Cohan’s arrogance continues when he is an adult. For a while, he can’t get any work. People know his name and don’t want to deal with him. When he does work, he continues to have a bad attitude of doing whatever he wants. At one point, he tries to impress an actress and tells her to go out on stage at a time she’s not supposed to and sing a song that she’s not on the program to sing. It reminds me of the Phillip Seymour Hoffman character, Sandy, in Along Came Polly. It doesn’t matter if it’s your song or someone else’s, or if it’s your part or someone else’s, with you, the rules don’t apply.  Only the producer of the show sees this and steps in. He puts the actress in her place, and when Cohan jumps in and tells this man that he told her to do it, the producer lets him have it too.

 

That’s when Cohan really stops working. People are just sick of the attitude and arrogance.
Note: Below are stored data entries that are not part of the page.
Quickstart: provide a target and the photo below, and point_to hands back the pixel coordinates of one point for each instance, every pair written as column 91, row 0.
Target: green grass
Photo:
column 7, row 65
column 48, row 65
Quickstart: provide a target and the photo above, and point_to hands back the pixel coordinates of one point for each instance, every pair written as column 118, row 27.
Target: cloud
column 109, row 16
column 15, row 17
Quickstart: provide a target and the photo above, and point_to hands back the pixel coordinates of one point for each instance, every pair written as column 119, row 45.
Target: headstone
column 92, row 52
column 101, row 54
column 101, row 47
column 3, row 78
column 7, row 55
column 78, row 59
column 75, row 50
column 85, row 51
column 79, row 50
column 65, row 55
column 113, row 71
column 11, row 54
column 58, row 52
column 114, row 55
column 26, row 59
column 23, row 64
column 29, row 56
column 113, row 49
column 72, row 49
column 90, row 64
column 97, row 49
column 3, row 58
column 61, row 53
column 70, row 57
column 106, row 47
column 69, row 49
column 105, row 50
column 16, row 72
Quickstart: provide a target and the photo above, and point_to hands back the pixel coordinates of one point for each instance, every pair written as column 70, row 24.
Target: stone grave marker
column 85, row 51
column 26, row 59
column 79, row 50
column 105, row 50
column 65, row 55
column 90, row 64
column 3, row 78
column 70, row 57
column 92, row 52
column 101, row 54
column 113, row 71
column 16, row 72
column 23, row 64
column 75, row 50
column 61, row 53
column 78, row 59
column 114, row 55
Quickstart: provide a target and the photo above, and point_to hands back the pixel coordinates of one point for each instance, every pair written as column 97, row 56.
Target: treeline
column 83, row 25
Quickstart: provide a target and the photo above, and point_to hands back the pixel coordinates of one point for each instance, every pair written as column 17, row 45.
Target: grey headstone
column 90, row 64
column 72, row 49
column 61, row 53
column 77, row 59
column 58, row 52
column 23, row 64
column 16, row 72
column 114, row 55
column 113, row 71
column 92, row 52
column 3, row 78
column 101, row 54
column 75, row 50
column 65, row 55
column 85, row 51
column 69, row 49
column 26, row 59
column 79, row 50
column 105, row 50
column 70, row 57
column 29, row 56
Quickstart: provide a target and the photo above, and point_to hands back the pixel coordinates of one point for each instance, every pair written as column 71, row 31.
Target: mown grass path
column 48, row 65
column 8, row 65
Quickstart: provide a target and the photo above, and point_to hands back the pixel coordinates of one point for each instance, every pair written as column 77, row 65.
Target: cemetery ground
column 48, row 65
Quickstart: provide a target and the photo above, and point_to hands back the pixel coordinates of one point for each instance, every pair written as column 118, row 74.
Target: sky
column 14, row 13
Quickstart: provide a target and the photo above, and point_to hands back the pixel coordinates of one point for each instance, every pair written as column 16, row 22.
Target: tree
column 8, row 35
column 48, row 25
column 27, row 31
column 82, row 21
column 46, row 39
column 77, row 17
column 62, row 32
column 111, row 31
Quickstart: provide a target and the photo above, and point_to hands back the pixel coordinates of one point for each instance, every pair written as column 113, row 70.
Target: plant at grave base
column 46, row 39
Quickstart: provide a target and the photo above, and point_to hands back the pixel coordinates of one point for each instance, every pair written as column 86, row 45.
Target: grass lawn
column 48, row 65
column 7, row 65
He takes meeting after meeting, but is met with no success. And then Cohan has an idea. He takes a meeting with a producer at the same time as a rival playwright is meeting with the man, and instead of asking for a job, Cohan tells the producer that he’s got one. He tells the man, that he and this rival have just been hired by other producers to put on a play. He says that he can’t tell this producer anything about the play, because it is top secret, but thanks for his time, and it was nice meeting him. Talk about reverse psychology. First, he gets the other playwright, who knows that Cohan is full of it, to go along, and not call him out.  Second, but doing this, he eliminates the competition. And lastly, (and most importantly,) he gets this producer interested. The man offers Cohan even more money than the other producers are (supposedly,) paying him, and it works.

 

And just like, Cohan is back on top. He teams with this playwright and they become partners, taking on project after project. But Cohan isn’t passed the idea of selling others out to get ahead. At one point he writes a song for his actress / wife to perform, called “Mary.” But then he courts an actress to be in his show, and in order to reel her in, he offers her the song. Later on, his wife admits that she knew this was his plan all along, and so she didn’t have a problem with it.

 

This sort of humor weaves itself into the movie nicely. The playful romantic banter is a little like Adam’s Rib or something like that. Another scene of this nature involves taking on a role that would involve moving. Cohan’s wife tells him she’s okay with him not taking the role if he doesn’t want to, even though he knows she wants him to take it. So he agrees to take it, for her. Then he calls up the producer and finds out that the producer already knew he was taking it. Cohan’s wife called him, just moments before, to tell him that Cohan would take it, and that she just needed to convince him first. So she knew where Cohan would end up on the situation, all along.

 

But as much fun as these scenes are, the musical numbers are what cut off their flow. The songs themselves are fine, from “Over There,” to “You’re a Grand Old Flag.” They even do numbers like “Give My Regards To Broadway” and or course, “Yankee Doodle Dandy.” And yet, despite the familiarity of the songs, they really just prolong the movie. Maybe this one needed to be a little shorter. There are plenty of fun scenes, but the movie still feels a little too long and too slow, and the musical numbers don’t do it any favors.